What if they held a convention and nobody watched?
It's Pop Culture questions worth asking, as we are just over two weeks from the opening of the Republican National Convention in Minneapolis/St. Paul on September 1st.
Year after year, the networks have cut and trimmed, spliced and diced their coverage of both the Democrats and the Republican hootenannies. The airwaves might be public, and it might be a chicken and the egg equation but for ABC, NBC and CBS, the public doesn't seem all that interested as the rating decline for their convention coverage year after year.
Polls show that both the public and the media, with the exception of CNN, the Fox News, the MSNBC and C-SPAN who seem to cover it all at nausea, have tuned out because they find nothing surprising or newsworthy happens at the conventions.
And, with John McCain long designated at the presumptive nominee what surprises can we expect except who the Vice-Presidential nominee will, be - and, unless it is a real clunker, that's a one day story at best.
But that's what the Republicans seem to like.
No surprises.
The GOP invented the modern political convention with it's cued balloon drops, scripted spontaneous demonstrations from the floor, mass produced homemade signs and endless salutes to the nominee.

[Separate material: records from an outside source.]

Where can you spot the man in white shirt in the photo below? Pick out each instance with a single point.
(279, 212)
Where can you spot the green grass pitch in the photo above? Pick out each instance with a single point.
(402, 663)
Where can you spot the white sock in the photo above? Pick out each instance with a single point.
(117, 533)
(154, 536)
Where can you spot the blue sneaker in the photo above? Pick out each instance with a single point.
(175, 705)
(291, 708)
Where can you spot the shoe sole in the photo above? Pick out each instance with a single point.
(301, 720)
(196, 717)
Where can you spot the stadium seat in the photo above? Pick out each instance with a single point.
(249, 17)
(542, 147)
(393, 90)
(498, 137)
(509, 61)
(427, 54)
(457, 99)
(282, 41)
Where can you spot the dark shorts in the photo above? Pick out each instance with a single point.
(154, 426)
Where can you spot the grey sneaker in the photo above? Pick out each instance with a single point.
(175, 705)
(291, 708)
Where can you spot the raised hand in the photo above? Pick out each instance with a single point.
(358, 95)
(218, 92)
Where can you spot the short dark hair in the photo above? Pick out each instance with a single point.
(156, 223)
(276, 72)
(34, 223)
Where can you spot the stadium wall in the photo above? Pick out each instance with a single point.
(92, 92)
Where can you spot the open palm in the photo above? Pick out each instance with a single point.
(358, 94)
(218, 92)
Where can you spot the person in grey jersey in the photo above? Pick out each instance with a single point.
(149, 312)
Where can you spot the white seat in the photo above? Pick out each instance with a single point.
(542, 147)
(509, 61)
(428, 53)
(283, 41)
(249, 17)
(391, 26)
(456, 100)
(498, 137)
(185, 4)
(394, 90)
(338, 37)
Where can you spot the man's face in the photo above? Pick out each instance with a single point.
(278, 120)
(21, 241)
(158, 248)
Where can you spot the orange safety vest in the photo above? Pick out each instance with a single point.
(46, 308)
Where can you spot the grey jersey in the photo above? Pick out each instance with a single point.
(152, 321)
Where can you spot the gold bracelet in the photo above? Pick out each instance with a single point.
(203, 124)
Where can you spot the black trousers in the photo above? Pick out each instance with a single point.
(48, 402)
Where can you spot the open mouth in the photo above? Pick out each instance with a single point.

So when you're watch, if you watch, the RNC this year, say a word of thanks to the late H.R. Haldeman.
The former ad man and former Nixon White House Chief of Staff may have gone to jail for 18 months for his significant part in Watergate but he sure knew how to put on a show.
Before Richard Nixon and Haldeman things actually happened at conventions. After Nixon and Haldeman, things were scheduled at conventions. Now the only things that happen at conventions are they start, they end, fewer people watch and the networks given them little primetime coverage.
Conventions, especially Republican conventions are like a sport whose sole purpose is to keep the people who play it fit. Outside the players, nothing else matters or for that matter seems to exist.
OK, it's a bit like the high production value of American Idol but without the drama, the songs, the quirky judges, the smarmy host...actually putting it that way, it's nothing like American Idol and it sure doesn't have that Idol's ratings.
In fact, you can bet if all goes to plan there will be no drama.
C'mon, it's not like John McCain's going to suddenly announce that he has really wanted to give George W Bush a knuckle sandwich for roughing him up eight years ago during the 2000 Republican primaries. Or that McCain is going to tell President Bush to hit the road for saddling him with a stalemate war and an stagnant and weak economy he really had nothing to do with. It's not like there's going to be a real debate on the platform, except to print the thing on red paper or plain paper to appeal to either the hardcore base or the swing voters. It's not like they're going to invite Barack Obama over to state his case on their podium or that Dick Cheney is going to reveal his light heart dinner table banter or do a duet with Elton John.
Like a bad variety show, you know exactly how the GOP convention is going to go. Its predictability is what the people who are putting it together and most of the almost 5,000 delegates and alternates attending depend on.
But predictability, as the Barack Obama campaign knows for better and sometimes for worse, doesn't cut it in 2008.
Where is Sammy Davis to give us a hug when we need it?
That time the seasoned song and dance man wrapped his arms around a shocked Richard Nixon in '72 was the last time anything spontaneous of significance happened at a Republican Convention...it made a lot of people very unhappy at the time.
And to prove it was a great pop culture moment, it also made a great dream sequence on Tina Fey's 30 Rock earlier this year.